Кинри с одержимостью вернулся к чтению свидетельств о создании Укьу-Тааса: люди сообщали, что таны льуку убивали младенцев на глазах у родителей, пытали и обращали людей в рабство, вырезали безоружных мирных жителей для устрашения других, насиловали несчастных, подавляя их волю к сопротивлению…
Как бы ему ни хотелось усомниться, доказать невиновность льуку, перед глазами всегда вставал образ солдат Кутанрово Аги, истребляющих жителей Киго-Йезу. Отрицать очевидное было глупо. Его беззаботная жизнь и обучение в Укьу-Тааса зиждились на этих зверствах.
Кинри проснулся от кошмара, где Одуванчика, Рати Йеру, Надзу Тей, Лодан, Мати и госпожу-хозяйку Васу жгли огнем гаринафинов, которыми управляли его мать и Кутанрово Ага. Предсмертные крики близких отзывались в голове еще долгое время после того, как юноша в холодном поту вскочил с постели.

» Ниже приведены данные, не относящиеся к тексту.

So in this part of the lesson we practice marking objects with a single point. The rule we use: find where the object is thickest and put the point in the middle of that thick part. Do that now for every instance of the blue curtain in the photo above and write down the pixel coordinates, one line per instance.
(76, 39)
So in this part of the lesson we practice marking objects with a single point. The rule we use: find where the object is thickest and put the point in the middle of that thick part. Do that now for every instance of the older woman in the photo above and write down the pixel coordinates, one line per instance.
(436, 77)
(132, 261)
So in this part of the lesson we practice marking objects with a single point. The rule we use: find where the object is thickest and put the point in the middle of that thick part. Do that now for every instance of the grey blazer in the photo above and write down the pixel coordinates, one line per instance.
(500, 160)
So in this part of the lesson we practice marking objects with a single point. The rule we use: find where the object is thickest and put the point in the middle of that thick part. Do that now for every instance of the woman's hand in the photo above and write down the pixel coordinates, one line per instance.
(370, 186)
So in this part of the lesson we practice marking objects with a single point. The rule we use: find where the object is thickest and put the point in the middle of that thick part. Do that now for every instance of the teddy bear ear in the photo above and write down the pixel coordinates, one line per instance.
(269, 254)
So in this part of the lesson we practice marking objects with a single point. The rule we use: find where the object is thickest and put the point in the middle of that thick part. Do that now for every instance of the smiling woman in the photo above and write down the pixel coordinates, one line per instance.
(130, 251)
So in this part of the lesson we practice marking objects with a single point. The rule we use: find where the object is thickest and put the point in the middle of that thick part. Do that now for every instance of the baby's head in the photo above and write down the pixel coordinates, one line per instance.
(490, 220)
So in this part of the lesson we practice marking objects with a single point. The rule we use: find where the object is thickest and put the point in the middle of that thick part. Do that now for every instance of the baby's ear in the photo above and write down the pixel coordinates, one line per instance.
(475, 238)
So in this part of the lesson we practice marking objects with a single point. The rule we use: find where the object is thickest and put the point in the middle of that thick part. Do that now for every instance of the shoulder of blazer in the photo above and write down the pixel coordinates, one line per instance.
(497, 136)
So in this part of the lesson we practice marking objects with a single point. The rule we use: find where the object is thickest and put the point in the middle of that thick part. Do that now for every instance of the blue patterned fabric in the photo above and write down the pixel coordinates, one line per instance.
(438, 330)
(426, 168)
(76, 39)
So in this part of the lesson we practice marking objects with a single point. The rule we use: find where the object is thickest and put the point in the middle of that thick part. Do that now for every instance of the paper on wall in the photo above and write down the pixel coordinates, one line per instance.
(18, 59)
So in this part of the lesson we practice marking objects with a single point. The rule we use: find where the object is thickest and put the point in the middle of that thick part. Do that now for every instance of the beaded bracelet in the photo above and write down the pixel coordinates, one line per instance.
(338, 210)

Собственное отражение в зеркале заставило отшатнуться: ему не хотелось видеть материнские черты.
Кинри уставился на писчий нож и представил, как взрезает им вены, выпуская вместе с кровью ненависть к самому себе и тяжесть унаследованного греха, умилостивив таким образом неумолимую судьбу.
Он молча оплакал смерть и страдания, давшие начало его родине, оплакал память мифа, который долгое время подпитывал его веру.

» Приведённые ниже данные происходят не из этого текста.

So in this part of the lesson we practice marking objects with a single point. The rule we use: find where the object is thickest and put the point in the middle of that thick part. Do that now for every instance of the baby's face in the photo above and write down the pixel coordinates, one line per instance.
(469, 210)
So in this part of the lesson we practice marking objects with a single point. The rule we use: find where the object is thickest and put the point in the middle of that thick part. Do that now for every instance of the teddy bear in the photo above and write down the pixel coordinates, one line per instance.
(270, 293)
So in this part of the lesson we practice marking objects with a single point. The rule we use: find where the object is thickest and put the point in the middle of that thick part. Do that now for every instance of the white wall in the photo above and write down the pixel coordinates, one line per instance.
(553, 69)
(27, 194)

Юноша погладил черепаший панцирь, подарок матери. Этот панцирь был миниатюрным отражением смятения, царившего сейчас в душе Кинри. В Укьу-Тааса он толковал значение портрета одним образом; в Дара же ему открылось совершенно иное, истинное значение.
«Карта… Она поможет тебе добраться домой, к родным».
Семья на панцире была не его, а Дзоми. В свете этого открытия требовалось многое переоценить. Был ли панцирь своего рода признанием со стороны матери, этаким бессловесным намеком на правду?
Мама научила его владеть охотничьим копьем и дубинкой, которой глушили рыбу, она перевязывала ему раны и утирала слезы, говорила, что Укьу-Тааса – его дом, отвечала на вопросы о жизни в степи, рассказывала о жестоком правлении адмирала Криты и блестящем восстании пэкьу Тенрьо, пела песни о подвигах Афир и Кикисаво, просила старого Огу научить сына языку дара, умоляла мастера Надзу Тей стать его наставницей…
Но всякий раз, когда Кинри спрашивал мать об основании Укьу-Тааса, в ее взгляде появлялись тоска и боль, которых мальчик не мог понять. Теперь он сообразил, что ей просто не хотелось лгать, и даже то, что она умалчивает о тех или иных фактах, терзало ее изнутри.